Com um público de utentes sobretudo de pescadores, agricultores e também um sargento-chefe, Luísa Gomes temeu as reacções, mas diz que no dia da actividade o clima no centro de dia é diferente. "Alguns choram no final e ninguém é obrigado a entrar. Tem a ver com calor humano, com a relação com o corpo, com o tocar e deixarem-se tocar".

Casais separados

Na sua experiência anterior de trabalho em lares, Luísa Gomes, que é psicóloga, nota que há pouca sensibilidade para o tema da sexualidade, mesmo quando estão em causa casais casados. Não é invulgar, "em instituições mais antigas, separarem o casal e o senhor ir para a ala dos homens e a senhora para a das mulheres". "Quem dirige estas instituições devia perceber de gerontologia e não de gestão", critica.

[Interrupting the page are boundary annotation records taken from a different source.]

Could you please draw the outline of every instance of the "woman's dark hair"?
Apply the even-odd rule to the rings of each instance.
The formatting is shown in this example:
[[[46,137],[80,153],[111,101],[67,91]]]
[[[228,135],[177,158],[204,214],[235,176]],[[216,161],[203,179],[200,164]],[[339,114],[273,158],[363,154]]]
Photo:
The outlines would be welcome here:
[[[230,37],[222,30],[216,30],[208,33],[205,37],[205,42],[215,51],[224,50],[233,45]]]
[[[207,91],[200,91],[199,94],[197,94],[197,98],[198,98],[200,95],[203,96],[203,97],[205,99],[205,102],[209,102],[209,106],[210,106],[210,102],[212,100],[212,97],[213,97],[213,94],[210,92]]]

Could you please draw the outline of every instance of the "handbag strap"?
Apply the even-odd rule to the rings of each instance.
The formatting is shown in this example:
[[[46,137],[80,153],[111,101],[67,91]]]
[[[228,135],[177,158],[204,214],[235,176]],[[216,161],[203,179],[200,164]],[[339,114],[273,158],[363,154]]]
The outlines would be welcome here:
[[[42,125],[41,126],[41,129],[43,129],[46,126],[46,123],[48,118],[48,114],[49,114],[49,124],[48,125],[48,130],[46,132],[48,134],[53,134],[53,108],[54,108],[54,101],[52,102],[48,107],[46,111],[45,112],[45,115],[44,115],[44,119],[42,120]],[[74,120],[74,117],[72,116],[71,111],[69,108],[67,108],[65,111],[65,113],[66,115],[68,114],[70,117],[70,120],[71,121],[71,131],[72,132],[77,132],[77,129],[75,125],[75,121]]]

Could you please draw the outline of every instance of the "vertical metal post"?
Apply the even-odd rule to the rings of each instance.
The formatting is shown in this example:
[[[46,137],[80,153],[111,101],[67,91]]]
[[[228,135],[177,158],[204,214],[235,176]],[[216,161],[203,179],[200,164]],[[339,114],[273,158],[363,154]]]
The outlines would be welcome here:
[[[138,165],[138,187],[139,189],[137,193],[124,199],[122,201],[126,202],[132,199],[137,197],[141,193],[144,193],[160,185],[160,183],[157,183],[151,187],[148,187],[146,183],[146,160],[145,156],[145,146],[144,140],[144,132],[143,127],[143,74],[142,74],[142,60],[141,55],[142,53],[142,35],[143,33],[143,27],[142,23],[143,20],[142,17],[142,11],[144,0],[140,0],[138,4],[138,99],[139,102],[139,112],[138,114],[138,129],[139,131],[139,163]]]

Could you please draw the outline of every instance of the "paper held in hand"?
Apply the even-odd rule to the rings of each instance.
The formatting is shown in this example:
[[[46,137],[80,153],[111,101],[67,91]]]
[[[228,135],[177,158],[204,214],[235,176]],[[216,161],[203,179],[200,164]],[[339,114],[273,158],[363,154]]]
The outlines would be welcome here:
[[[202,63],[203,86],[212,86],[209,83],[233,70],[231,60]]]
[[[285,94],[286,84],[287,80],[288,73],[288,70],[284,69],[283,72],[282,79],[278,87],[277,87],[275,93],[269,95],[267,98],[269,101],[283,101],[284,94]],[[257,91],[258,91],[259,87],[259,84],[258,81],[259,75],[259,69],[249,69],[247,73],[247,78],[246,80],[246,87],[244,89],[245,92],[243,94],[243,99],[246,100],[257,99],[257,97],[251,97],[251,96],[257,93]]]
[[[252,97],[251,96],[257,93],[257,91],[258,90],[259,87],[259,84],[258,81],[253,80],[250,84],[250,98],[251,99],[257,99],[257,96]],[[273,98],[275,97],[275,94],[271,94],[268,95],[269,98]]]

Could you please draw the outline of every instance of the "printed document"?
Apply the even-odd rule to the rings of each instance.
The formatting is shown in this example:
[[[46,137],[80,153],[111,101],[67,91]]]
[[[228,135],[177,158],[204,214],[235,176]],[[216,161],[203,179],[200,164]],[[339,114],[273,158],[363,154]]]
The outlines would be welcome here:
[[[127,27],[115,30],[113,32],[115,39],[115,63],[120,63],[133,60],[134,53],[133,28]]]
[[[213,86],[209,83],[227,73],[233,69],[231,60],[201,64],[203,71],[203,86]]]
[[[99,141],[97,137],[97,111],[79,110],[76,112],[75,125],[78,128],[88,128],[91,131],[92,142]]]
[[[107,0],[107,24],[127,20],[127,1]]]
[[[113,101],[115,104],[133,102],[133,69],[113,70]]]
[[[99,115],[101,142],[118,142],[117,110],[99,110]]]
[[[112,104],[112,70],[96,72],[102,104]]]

Mesmo quando há quartos de casal, é costume haver duas camas individuais com uma mesinha de cabeceira ao meio que não se pode deslocar para unir as camas, "porque é contra as regras". Ou então obrigarem casais e não-casais "a dormir de porta aberta porque pode acontecer alguma coisa e as funcionárias não ouvirem a campainha". A psicóloga nota que os manuais de qualidade da Segurança Social para a construção de novos lares têm em linha de conta a privacidade. "Espero que as coisas estejam a mudar."

Lembra-se de uma funcionária de um dos lares onde trabalhou ter surpreendido dois senhores a ter relações. Perguntou-lhe se bateu à porta antes de entrar e ela respondeu que não - "uma funcionária que não bate à porta vê o que não quer ver". Neste caso, era um lar religioso, "não eram casados e quase foram expulsos".

Luísa Gomes critica o facto de os lares não terem "espaços de intimidade. Quem não é um casal dificilmente consegue estar junto". E, questões logísticas à parte, estas novas relações são mal encaradas. A atitude costuma ser: "Para o que lhes havia de dar!...", quando se sabe que estas novas relações "diminuem sintomas depressivos e tornam menos pesado o fardo da doença".

Mas às vezes são os utentes a serem pouco receptivos. "Os próprios idosos assimilam os estereótipos", nota Carla Custódio, que fez a sua tese de mestrado sobre Representações e Vivências da Sexualidade no Idoso Institucionalizado. No lar onde fez o seu trabalho, no Pinhal Novo, houve um novo casal que, de acordo com os relatos, "namorava no elevador". "Já os proibiram de ir no elevador. Acho mal, tem que haver respeito pelos outros", disse à investigadora uma utente de 97 anos, defendendo que caberia às funcionárias "garantir o respeito".

Luísa Gomes diz que as pessoas deviam ter a possibilidade de se juntarem, ficando a instituição com a responsabilidade de encontrar quartos para que vivam como casal. Nos lares em que esta é a prática há sempre o pedido de autorização aos filhos, como "se os filhos fossem os encarregados de educação dos pais". Isto deve-se, por um lado, ao facto de "as instituições terem medo da família, que é quem paga". Por outro lado, parte-se "do pressuposto errado de que os idosos não são adultos. São infantilizados".

Os filhos deviam ser apenas "uma pessoa de referência", a quem se liga em caso de urgência. "As pessoas lúcidas, mesmo velhas, têm capacidade para tomar decisões sozinhas", sublinha Luísa Gomes. E Para Bruno Rocha esta "é uma questão de direitos humanos. São pessoas maiores de idade".

A directora técnica da Casa do Artista, Paula Trindade, diz que a instituição tem "uma postura aberta", tendo mudado até os estatutos para permitir a admissão de casais homossexuais. Conta o caso de um casal que se juntou no lar e, tal como é normal, perguntaram aos filhos o que achavam. O senhor tinha demência e problemas cardíacos. "Se o senhor morresse no acto, podíamos ser responsabilizados", mas desde que "os filhos dêem o OK e haja condições para ter as pessoas num quarto, isso acontece".

Se é de saúde que se está a falar, que tal dizer aos idosos, se vier a propósito, "que o orgasmo fortalece os músculos pélvicos e a masturbação é óptima para prevenir a incontinência urinária?", sugere o enfermeiro Bruno Rocha. Fala-se muito das limitações da sexualidade na terceira idade, mas há factores que a potenciam, exemplifica Jacinto Gomes: "Não há stress, encargos financeiros e não há perigo de engravidar". É aproveitar.